A joint study has come out with an interesting analysis on the tiger population in India that gives a different take on tiger conservation. The study by the group of scientists asks: "Is the population recovery sufficient for population persistence?"
The study calls for the application of evidence-based demographic and genetic management to enhance the remaining populations as a priority. Small fragmented population of tigers would not help, as inbreeding would ultimately genetically weaken the species making them susceptible to illnesses.
The study highlights that insights into past population and genetic processes can help guide conservation, and re-iterates the importance of museum collections in such research. This study is an international collaboration between the National Centre for Biological Sciences and Cardiff University, funded by the National centre for biological sciences (NCBS), department of science and technology and the Royal Society International programme.

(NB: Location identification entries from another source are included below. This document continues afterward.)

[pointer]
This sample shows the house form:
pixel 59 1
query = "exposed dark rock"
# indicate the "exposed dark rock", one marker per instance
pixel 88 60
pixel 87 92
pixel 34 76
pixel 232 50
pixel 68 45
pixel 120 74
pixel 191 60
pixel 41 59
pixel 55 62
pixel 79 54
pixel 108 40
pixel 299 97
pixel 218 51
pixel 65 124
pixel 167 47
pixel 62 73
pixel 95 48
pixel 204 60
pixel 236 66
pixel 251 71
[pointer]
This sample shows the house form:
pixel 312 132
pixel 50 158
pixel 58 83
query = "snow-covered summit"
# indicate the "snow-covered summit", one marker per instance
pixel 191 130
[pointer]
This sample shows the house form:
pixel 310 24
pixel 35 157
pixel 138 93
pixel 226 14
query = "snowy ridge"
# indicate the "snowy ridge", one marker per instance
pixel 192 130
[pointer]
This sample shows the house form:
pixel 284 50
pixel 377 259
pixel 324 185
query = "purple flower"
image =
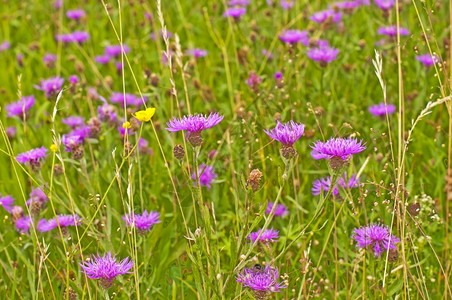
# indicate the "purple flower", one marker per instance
pixel 286 134
pixel 385 4
pixel 194 123
pixel 325 15
pixel 23 224
pixel 253 81
pixel 235 12
pixel 239 2
pixel 427 59
pixel 20 107
pixel 196 52
pixel 261 280
pixel 106 268
pixel 7 202
pixel 381 109
pixel 143 222
pixel 4 46
pixel 115 50
pixel 34 157
pixel 206 175
pixel 324 55
pixel 294 36
pixel 392 30
pixel 376 236
pixel 63 220
pixel 74 121
pixel 325 184
pixel 75 14
pixel 337 147
pixel 287 4
pixel 102 59
pixel 269 235
pixel 51 86
pixel 280 210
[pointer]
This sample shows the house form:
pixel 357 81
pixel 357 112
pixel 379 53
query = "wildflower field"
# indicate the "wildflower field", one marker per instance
pixel 235 149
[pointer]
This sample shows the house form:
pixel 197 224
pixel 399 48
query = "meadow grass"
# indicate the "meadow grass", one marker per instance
pixel 200 246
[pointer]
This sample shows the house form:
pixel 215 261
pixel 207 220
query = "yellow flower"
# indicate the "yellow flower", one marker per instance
pixel 144 115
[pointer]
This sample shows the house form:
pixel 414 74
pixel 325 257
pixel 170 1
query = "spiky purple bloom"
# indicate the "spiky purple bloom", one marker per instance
pixel 295 36
pixel 20 107
pixel 75 14
pixel 102 59
pixel 385 4
pixel 376 236
pixel 381 109
pixel 324 55
pixel 280 210
pixel 337 147
pixel 427 59
pixel 253 81
pixel 329 14
pixel 23 224
pixel 7 203
pixel 4 46
pixel 261 280
pixel 115 50
pixel 286 134
pixel 325 184
pixel 32 157
pixel 63 220
pixel 392 30
pixel 235 12
pixel 144 221
pixel 106 268
pixel 196 52
pixel 269 235
pixel 194 123
pixel 206 175
pixel 51 86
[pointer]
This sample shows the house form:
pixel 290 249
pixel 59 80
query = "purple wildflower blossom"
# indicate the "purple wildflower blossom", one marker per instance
pixel 269 235
pixel 63 220
pixel 261 280
pixel 294 36
pixel 51 86
pixel 196 52
pixel 144 221
pixel 75 14
pixel 324 55
pixel 206 175
pixel 33 157
pixel 7 203
pixel 286 134
pixel 385 4
pixel 235 12
pixel 381 109
pixel 106 268
pixel 280 210
pixel 325 184
pixel 194 123
pixel 74 121
pixel 23 224
pixel 102 59
pixel 427 59
pixel 337 147
pixel 376 236
pixel 20 107
pixel 115 50
pixel 322 16
pixel 392 30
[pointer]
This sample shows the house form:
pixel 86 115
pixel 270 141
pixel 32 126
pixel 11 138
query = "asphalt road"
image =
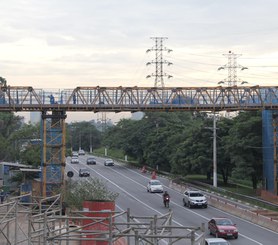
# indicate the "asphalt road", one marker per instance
pixel 131 186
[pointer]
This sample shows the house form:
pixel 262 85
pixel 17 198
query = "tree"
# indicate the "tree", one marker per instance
pixel 244 146
pixel 82 135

"We know that population size has declined in the last two hundred years. But is numbers of tigers all that we have lost? We investigated this question using genetic data from tigers in the past. We did this by extracting DNA from museum specimens of tigers, which were between 50-200 years old. These specimens were mostly from the London Museum of Natural History. We compared the genetic data from these skins to those from existing tigers," said the study.
Tigers now occupy less than 7 per cent of their historical geographic range. The subcontinent harbours 50-60 per cent of the global population, and our earlier research has shown that Indian tigers harbour 60-70 per cent of the global genetic variation, hence holding a key to tiger conservation.
The study asked if genetic variation in tigers in historical times (100-200 years ago) is different from animals today. The available data reveal high variation in historical times, most of which (93 per cent) seems absent in extant (existing) populations. More importantly, modern tigers are genetically more disconnected than historical populations for multiple genetic markers. Increase in population disconnectedness, as seen with tigers, can be a conservation red flag for the species, it added.
The scientists suggest protecting some populations, at the expense of losing others, is an inadequate conservation strategy, as it could result in loss of genetic diversity that may be of adaptive significance for this emblematic species.